Bryon Baltimore is one of only three people born in the Yukon to play in the National Hockey League. Peter Sturgeon (who played 6 games with the Colorado Rockies) and Hazen McAndrew (who played 7 games with the Brooklyn Americans) were also born in the Canadian territory.

Like Sturgeon and McAndrew, Bryon Baltimore saw action in only a handful of NHL games. The Whitehorse native, who was as strong as an ox, only got into two games, both with the Edmonton Oilers in 1979-80. However unlike Sturgeon or McAndrew, Baltimore did manage to play several years of big league hockey. While they were almost strictly minor leaguers, Baltimore played in the World Hockey Association for 5 years.

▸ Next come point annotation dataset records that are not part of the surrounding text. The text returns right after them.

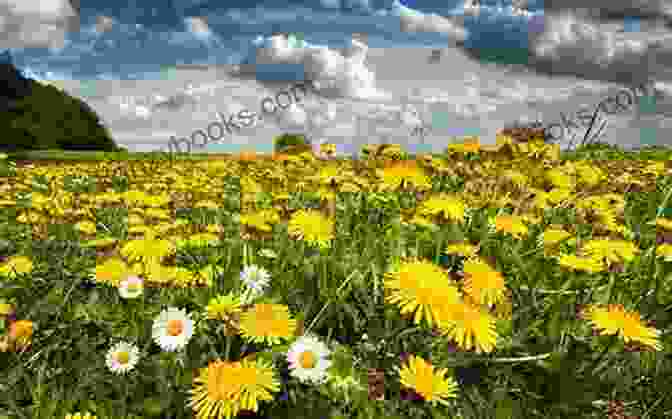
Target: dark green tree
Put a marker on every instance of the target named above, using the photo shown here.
(291, 142)
(44, 117)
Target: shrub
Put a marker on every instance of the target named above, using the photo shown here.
(290, 142)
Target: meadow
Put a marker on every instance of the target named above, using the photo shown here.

Baltimore, who attended the University of Alberta from 1970-1972 studying to become a teacher before joining the AHL Springfield Kings on a minor league contract, was signed by the defense weak WHA in 1974. He played that first year with the Chicago Cougars, where he enjoyed his best major league season - scoring 8 goals and 20 points plus 110 PIM in 77 games. He then proceeded to bounce around the WHA from 1974 through 1979 as a journeyman defenseman. He went to the Denver/Ottawa Civics the following before splitting the rest of his career with the Indianapolis Racers and the Cincinnati Stingers. In 331 WHA games, he scored 18 goals, 72 assists and 90 points.

The WHA folded for the 1979-80 season, and 4 of its member teams merged with the National Hockey League. The Edmonton Oilers claimed the little-noticed role player in a special WHA Dispersal Draft. He would spend the next two years playing for the Oilers affiliates in the CHL with Houston and Wichita, and also got called up for a brief 2 game appearance in the NHL.

A hard worker who often was banged up and bruised, Baltimore loved to relax at his cottage in Stettler Alberta when he wasn't playing hockey. That's when he was recovering from surgery though, which was more often than Bryon would have liked. He had a long list of nagging injuries over his career, most notably to his knees, wrist and groin.

Baltimore, whose wife skated with the Ice Capades, later became a player agent, representing NHL talent including Jay Bouwmeester.